Couple of questions/comments:

1) Presumably there _is_ a tradeoff between efficient support and efficient 
running; ie. more vertical limbs are poor for running but good for support 
stresses (because the strain is more axial in a more vertical limb, see Matt 
Carrano's work), whereas bent limbs with gracile distal elements are good for 
running but less efficient at supporting force strains.  This does _not_ mean 
that a large animal cannot be built for running, and in fact run very rapidly.  
Rather, it suggests that IF a large animal is not selected for running, then it 
may be selected for efficient support, at the cost of running speed.  To put it 
another way: perhaps a 40 ton sauropod could be built to run fast, but really, 
what is the point?  Might as well reduce strain and put more energy into 
making, say, a big belly.  To those on the list with expertise in this area: is 
this reasonable?

2)  Are there any good references regarding scaling in aerial locomotion?  
 size has an effect on acceleration (both linear accel and turning), top speed, 
and relative speed in flying animals as well.  I'm particular interested in 
refs on verts for this, anything on birds would be fabulous (which, presumably, 
would be the bulk of that literature anyway).

I find this (aerial scaling) to be less 'intuitive', in a way, because the 
examples are not as easy to sort out.  Fast flying birds come from both 
large-bodied and small-bodied lineages.  This could mean that small birds that 
fly fast (like swifts) simply devote massive proportions of their bodies to 
flight (which seems to be the case), but it might also imply that there are 
tradeoffs that affect speed in both large and small taxa.  For example, large 
birds presumably get more thrust per stroke, but they also have to generate 
more lift (and may have to expend proportionally more energy to recover strokes 
quickly).  Of course, this all pivots to a degree on having accurate speed 
records for flying v
ertebrates, and I am guessing they are not that much better than for 
terrestrial vertebrates (pigeons, ducks, etc should have good records, however).

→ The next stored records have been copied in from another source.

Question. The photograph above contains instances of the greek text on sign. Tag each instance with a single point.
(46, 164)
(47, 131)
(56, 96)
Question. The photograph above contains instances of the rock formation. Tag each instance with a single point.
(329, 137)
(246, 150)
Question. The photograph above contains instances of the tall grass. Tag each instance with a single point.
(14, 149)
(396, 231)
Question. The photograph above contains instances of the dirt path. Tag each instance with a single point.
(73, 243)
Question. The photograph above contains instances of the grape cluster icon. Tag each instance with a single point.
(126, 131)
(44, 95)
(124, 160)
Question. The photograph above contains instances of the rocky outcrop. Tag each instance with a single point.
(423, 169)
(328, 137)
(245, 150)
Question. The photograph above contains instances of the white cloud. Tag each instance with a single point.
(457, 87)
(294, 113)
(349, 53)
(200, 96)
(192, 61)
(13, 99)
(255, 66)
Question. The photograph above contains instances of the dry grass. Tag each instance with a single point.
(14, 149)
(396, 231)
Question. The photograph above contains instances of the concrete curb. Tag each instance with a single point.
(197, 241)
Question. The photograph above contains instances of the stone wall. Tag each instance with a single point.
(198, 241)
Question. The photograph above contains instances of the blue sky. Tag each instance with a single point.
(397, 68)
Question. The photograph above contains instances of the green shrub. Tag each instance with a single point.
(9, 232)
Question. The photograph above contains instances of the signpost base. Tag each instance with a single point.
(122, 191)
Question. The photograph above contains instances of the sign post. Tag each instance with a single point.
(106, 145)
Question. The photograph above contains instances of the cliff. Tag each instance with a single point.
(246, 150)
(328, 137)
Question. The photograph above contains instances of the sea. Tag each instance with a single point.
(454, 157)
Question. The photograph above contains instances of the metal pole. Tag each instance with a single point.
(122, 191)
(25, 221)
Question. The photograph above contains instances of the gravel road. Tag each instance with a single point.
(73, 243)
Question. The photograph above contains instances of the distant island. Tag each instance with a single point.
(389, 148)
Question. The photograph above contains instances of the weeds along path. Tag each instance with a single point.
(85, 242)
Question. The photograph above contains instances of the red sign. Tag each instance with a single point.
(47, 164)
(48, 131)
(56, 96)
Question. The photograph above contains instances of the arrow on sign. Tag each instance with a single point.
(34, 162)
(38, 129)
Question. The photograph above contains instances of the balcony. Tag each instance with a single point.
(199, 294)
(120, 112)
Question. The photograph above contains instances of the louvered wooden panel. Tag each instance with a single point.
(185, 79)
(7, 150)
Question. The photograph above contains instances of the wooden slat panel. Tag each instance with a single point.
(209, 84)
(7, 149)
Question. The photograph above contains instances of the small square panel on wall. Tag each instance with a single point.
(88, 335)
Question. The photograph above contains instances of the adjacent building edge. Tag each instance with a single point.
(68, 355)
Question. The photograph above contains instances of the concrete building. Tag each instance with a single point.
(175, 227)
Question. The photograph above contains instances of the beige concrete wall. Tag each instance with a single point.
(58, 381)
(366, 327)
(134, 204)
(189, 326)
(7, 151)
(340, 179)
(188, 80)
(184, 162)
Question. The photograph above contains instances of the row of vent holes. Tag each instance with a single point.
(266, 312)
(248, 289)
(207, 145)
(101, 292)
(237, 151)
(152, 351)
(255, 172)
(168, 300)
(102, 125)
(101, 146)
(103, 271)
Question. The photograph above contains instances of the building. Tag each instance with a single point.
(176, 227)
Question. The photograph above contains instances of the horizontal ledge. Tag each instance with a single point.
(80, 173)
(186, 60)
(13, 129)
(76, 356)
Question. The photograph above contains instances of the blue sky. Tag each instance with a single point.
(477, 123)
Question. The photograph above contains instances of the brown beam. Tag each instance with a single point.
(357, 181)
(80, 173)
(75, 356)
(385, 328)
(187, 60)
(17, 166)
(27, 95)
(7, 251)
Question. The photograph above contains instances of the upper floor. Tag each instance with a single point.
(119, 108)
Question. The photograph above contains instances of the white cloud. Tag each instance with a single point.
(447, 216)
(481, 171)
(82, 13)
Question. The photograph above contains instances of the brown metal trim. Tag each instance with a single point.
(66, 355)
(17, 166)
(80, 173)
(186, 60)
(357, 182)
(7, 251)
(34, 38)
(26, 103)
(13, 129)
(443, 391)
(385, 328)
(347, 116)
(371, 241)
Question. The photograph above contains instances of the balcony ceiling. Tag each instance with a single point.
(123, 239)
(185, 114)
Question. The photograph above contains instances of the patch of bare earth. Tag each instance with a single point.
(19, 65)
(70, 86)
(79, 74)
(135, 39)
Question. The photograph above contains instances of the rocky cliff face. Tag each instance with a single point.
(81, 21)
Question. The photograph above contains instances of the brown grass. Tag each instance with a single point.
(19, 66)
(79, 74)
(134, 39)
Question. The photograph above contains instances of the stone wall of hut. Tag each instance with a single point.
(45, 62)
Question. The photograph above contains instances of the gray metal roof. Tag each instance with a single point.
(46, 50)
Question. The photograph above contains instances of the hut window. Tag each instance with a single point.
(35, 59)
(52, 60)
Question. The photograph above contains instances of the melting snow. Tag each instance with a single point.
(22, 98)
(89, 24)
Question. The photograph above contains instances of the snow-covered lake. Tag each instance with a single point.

3) Another concern for the bipedal and quadrapedal comparisons (and this comes 
from Carrano once again) is that birds and mammals do not run the same way (in 
fact, non-avian dinosaurs do not run as much like advanced birds as one might 
think from phylogenetic relatedness).  Birds have highly redistributed muscle 
mass, a nearly horizontal femur position, and a power stroke in the legs that 
pivots mostly at the knee, not the hip.  I am not sure the muscle mass 
comparisons are that informative, even if they are accurate.  Ratites also do 
not relate as well to say, a large Tyrannosaur, as one might expect.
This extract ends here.